High-rise hell

November 23, 1990

A task force looking into the intractable issue of how to make the city's problem-plagued, high-rise public housing developments more livable has come up with a solution that has great promise: Move families with children to non-high-rise public housing units around the city.

In effect the group has gone on record as saying that public high-rises are no place to raise children. Turning them into apartments for the elderly is a one alternative that has worked well in places where it has been tried, including Baltimore. Indeed, studies have suggested that elderly people actually live longer, more independent lives in high-rise settings than in traditional units.

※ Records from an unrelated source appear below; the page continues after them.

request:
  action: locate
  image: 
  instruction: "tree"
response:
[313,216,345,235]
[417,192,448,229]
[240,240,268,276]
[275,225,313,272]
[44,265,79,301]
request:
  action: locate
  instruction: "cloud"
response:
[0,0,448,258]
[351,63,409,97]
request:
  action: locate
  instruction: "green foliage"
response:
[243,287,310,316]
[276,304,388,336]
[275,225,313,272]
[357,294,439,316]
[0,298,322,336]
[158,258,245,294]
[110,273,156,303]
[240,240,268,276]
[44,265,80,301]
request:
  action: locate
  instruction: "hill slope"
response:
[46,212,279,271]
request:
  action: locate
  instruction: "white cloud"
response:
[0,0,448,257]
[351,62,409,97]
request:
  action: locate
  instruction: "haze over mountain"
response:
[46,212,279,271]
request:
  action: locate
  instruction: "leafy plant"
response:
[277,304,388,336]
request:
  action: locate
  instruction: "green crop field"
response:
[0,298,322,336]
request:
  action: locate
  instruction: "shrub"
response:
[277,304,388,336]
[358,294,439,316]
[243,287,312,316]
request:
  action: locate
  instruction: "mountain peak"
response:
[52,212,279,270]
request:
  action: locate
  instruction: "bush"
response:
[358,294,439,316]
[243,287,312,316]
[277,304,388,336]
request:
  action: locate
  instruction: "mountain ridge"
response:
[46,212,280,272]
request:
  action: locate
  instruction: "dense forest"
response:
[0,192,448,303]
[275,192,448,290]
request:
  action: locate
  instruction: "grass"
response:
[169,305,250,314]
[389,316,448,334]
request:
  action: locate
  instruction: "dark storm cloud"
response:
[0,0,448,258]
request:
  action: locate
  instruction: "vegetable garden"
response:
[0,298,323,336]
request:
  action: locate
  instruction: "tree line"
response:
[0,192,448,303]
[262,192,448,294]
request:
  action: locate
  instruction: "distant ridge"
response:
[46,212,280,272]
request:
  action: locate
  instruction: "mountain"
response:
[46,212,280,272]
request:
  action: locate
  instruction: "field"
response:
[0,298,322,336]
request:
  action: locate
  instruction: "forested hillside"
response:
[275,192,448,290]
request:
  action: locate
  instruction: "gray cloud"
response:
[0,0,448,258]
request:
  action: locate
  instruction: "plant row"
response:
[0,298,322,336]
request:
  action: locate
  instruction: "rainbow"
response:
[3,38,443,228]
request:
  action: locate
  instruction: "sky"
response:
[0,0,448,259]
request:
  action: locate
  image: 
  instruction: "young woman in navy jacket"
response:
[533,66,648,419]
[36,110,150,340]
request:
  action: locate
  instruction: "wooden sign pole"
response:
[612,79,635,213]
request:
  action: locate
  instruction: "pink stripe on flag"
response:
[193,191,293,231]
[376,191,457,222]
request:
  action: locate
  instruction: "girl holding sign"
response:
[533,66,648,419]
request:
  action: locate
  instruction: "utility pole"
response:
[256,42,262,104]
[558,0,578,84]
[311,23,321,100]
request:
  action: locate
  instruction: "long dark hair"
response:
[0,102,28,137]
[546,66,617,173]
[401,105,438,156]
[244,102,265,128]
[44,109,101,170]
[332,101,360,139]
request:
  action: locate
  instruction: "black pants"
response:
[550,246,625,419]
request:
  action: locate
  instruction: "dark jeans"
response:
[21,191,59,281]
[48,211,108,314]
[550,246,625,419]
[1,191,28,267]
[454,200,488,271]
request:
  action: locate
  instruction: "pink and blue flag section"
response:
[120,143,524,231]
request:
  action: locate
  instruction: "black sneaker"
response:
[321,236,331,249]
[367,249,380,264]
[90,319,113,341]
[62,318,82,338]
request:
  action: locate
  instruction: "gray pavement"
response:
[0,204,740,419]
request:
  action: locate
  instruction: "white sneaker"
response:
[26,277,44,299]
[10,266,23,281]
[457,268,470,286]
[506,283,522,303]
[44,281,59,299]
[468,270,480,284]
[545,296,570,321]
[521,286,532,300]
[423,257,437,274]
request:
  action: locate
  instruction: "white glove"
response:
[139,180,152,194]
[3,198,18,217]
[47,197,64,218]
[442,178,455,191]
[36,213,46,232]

For young, single mothers and their children, however, high-rise living too often is a nightmare. Poverty, unemployment and despair combine to make these families vulnerable to predators of every description. There are few places for the kids to play, and the buildings are notorious for drugs, violence and vandalism. The sense of hopelessness that pervades troubled high-rise developments like Baltimore's Murphy Homes is almost palpable. Little wonder that the same studies showing elderly people live longer in high-rises also show a decrease in life expectancy among young families trapped there.

Government ought to be able to do a better job than it has in administering and maintaining its high-rise public housing stock. It just won't do to blame all the problems of these buildings on the people who live there. Now that recognition is growing that poor families are hurt far more than they are helped by life in the projects, the question becomes, what are the available alternatives, and how will they be paid for?